Para a médica na Lombardia, "o mais angustiante é ver pessoas a morrer em completa solidão", uma vez que os pacientes estão impedidos de receber visitas. "As últimas pessoas que veem na vida somos nós", lamenta.
Do outro lado, como paciente, Gianni Zampino deixa o alerta, que nunca considera ser demais: "Não é um jogo. Passo minhas noites com um ventilador e não consigo dormir. A minha virou do avesso e desejo que ninguém passe pelo sofrimento que eu passei, porque isto pode parecer um filme de terror, mas não é".
Itália foi o primeiro país da Europa a travar a guerra contra o coronavírus. Instituições, profissionais da saúde e toda a população estão unidas, tendo em mente o lema que dá o título ao hino nacional: "Vai ficar tudo bem" ("Andra tutto bene").
Reajustamento social
"Eu tinha apenas dois anos quando a Segunda Guerra Mundial acabou e, na minha vida, nunca vi algo assim. Mas o fornecimento de alternativas tem sido bom em todos os lugares. Teletrabalho, aulas à distância, etc. estão realmente a mostrar um grau de mobilização de uma sociedade imóvel que é notável". As palavras são do presidente italiano, Mario Monti. Em entrevista à Euronews, verbaliza as mudanças que se impuseram na sociedade italiana, mas também a esperança.

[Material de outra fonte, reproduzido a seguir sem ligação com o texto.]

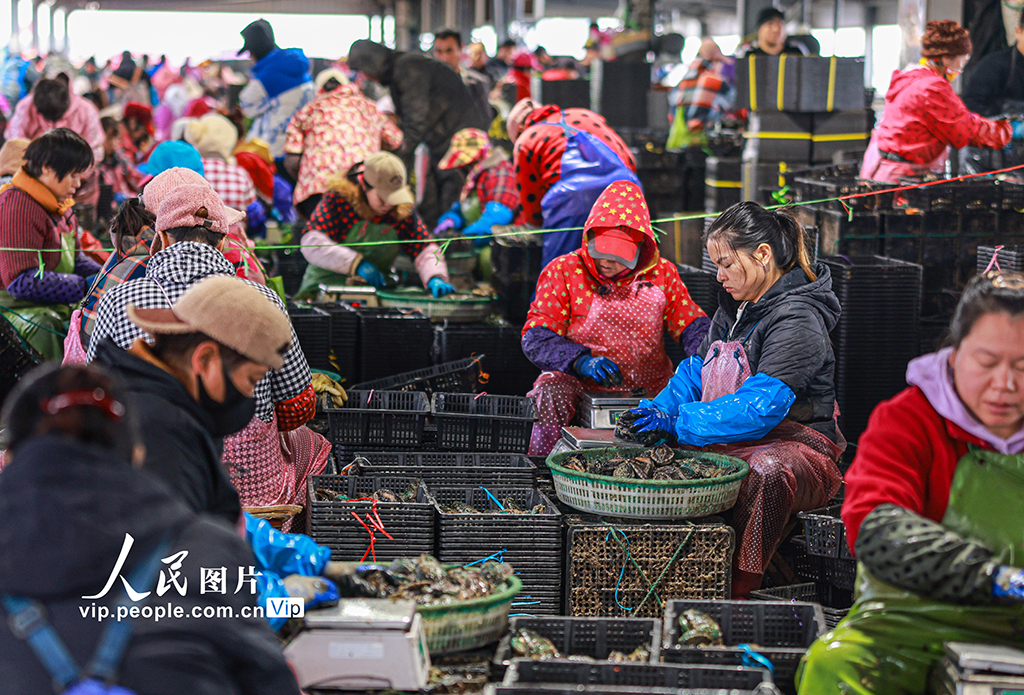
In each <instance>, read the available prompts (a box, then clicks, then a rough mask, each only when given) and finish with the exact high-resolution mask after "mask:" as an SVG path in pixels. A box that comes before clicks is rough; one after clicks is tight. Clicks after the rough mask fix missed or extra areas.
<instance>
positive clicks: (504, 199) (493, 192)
mask: <svg viewBox="0 0 1024 695" xmlns="http://www.w3.org/2000/svg"><path fill="white" fill-rule="evenodd" d="M440 168H441V169H445V170H451V169H458V170H460V171H463V172H466V183H465V185H463V187H462V193H461V194H460V196H459V201H458V202H457V203H456V204H455V205H453V206H452V208H451V209H450V210H449V211H447V212H446V213H444V214H443V215H441V217H440V220H439V223H438V225H437V227H436V228H435V229H434V235H435V236H436V235H439V234H441V233H443V232H444V231H445V230H449V229H456V230H459V231H461V232H462V233H463V235H464V236H474V237H476V240H475V245H476V246H477V247H484V246H488V245H489V244H490V234H492V228H493V227H494V226H495V225H501V224H509V223H510V222H512V218H513V216H514V215H515V211H516V209H517V208H518V207H519V194H518V193H517V192H516V189H515V172H513V171H512V163H511V162H510V161H509V156H508V155H506V154H505V150H504V149H502V148H501V147H493V146H492V145H490V139H489V138H488V137H487V134H486V133H484V132H483V131H482V130H477V129H476V128H466V129H464V130H460V131H459V132H458V133H456V134H455V136H454V137H453V138H452V146H451V147H450V148H449V150H447V154H446V155H444V159H442V160H441V163H440Z"/></svg>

Com a quarentena alargada até 3 de abril, os italianos adaptam-se.
Na sua casa, em Génova, Serena Vella vive os dias como todos os outros italianos, em recolhimento. Hoje reconhece que "depois da angústia, prevaleceu um estado de reorganização". O confinamento ao mesmo espaço da família, 24 horas por dia, começou por parecer um infortúnio, mas a mudança de atitude ajudou a passar melhor os dias. "Disse a mim mesma: vamos aproveitar a oportunidade para ficar com as crianças e segui-las mais de perto", conta.
Mesmo nas atuais circunstâncias, os italianos estão determinados em fazer-se ouvir e enviar uma mensagem de esperança e resiliência ao resto do mundo.